We observed some good interactions between people who lived at the home and staff on the day of the inspection. However, we were concerned that two staff were from another service operated by the registered provider and were not familiar with people’s needs, and another member of staff was not able to communicate effectively with people due to language difficulties.

We saw that there were insufficient numbers of staff on duty to meet the needs of people who lived at the home and to enable them to spend one to one time with people. Staff had been interviewed and appointed even though they did not have the skills needed to carry out their role.

Staff told us that they were happy with the training provided for them. However, records evidenced shortfalls in the training that was considered to be mandatory by the home, and that was needed to evidence that staff had the skills and knowledge to keep people safe and promote their well-being.

There were systems in place to seek feedback from people who lived at the home, relatives, health and social care professionals and staff but these were rarely used. Some areas for improvement that had been identified following surveys or meetings had not been acted on so there was little evidence that quality monitoring was having an impact on the way the service was being operated.

There was a handyman in post and some in-house checks were being carried out to promote the safety of the premises. However, some maintenance that needed to be undertaken by a qualified contractor was overdue. A lack of auditing in respect of the safety of the premises meant that some health and safety hazards had not being identified and remedial action had not been taken. Some quality audits had been undertaken by the manager or senior staff, although the infection control audit that we saw did not include a record of when actions had been completed to evidence that improvements had been made to protect the safety of people who lived, worked at or visited the home.
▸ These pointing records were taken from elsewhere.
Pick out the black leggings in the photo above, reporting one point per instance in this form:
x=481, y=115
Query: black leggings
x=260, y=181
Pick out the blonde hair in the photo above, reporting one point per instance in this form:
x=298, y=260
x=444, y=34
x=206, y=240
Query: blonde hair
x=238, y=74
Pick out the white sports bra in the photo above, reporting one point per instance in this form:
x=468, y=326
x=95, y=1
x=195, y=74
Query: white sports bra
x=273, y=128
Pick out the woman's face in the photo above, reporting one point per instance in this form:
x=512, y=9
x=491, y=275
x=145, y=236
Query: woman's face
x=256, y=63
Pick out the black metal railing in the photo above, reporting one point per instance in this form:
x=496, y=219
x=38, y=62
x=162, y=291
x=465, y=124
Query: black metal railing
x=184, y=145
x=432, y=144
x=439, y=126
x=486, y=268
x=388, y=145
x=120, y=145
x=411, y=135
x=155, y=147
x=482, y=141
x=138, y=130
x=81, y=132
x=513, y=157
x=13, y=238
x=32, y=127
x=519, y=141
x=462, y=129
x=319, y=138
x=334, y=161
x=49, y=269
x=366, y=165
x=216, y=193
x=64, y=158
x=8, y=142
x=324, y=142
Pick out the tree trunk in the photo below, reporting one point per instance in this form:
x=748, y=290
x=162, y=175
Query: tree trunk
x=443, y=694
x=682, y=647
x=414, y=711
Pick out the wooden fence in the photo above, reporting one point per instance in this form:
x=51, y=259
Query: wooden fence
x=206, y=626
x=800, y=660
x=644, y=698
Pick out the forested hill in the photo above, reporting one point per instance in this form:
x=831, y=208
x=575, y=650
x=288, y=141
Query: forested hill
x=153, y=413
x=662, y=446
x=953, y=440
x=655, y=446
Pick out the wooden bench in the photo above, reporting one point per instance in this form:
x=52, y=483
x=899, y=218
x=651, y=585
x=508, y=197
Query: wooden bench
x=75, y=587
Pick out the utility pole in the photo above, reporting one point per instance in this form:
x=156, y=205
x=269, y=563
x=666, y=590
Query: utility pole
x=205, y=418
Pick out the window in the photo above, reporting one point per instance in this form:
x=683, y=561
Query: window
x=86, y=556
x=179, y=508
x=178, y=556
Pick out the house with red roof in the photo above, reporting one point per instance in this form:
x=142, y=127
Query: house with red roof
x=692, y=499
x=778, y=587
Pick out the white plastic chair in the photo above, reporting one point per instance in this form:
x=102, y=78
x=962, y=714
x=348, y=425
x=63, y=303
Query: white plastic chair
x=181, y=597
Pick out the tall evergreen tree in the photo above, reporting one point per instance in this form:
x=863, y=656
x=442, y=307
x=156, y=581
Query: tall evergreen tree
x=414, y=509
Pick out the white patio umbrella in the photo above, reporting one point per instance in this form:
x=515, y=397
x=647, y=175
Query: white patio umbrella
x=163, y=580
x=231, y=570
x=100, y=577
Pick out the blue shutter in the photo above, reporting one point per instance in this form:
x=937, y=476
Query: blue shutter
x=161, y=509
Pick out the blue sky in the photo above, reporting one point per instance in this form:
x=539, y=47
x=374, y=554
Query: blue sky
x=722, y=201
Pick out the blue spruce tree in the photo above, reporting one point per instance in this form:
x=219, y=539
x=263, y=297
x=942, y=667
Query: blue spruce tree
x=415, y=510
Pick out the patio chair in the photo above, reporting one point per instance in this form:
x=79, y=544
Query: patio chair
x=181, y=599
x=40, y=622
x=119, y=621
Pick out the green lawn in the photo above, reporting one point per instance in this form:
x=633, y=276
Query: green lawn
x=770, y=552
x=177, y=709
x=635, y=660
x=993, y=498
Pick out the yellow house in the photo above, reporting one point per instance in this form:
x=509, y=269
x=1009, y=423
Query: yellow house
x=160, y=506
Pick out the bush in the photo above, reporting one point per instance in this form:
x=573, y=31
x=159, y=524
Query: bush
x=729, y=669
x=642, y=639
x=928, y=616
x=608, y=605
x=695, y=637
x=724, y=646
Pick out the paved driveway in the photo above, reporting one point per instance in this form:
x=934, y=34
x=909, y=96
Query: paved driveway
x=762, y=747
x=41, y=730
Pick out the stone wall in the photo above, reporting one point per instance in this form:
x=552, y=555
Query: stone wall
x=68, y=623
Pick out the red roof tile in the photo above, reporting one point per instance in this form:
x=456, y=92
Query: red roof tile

People told us that they felt safe living at the home. Most staff had completed training on safeguarding adults from abuse and were able to describe to us the action they would take if they had concerns about someone’s safety.

People were supported to make their own decisions and when they were not able to do so, meetings were held to ensure that decisions were made in the person’s best interests.

People’s nutritional needs had been assessed and people told us that they were satisfied with the meals provided by the home. People were supported appropriately by staff to eat and drink safely.

Medicines were administered safely by staff and the arrangements for ordering, storage and recording were robust.

There were numerous breaches of the Health and Social Care Act 2008 (Regulated Activities) Regulations 2014. These are reported on in more detail in the main part of this inspection report.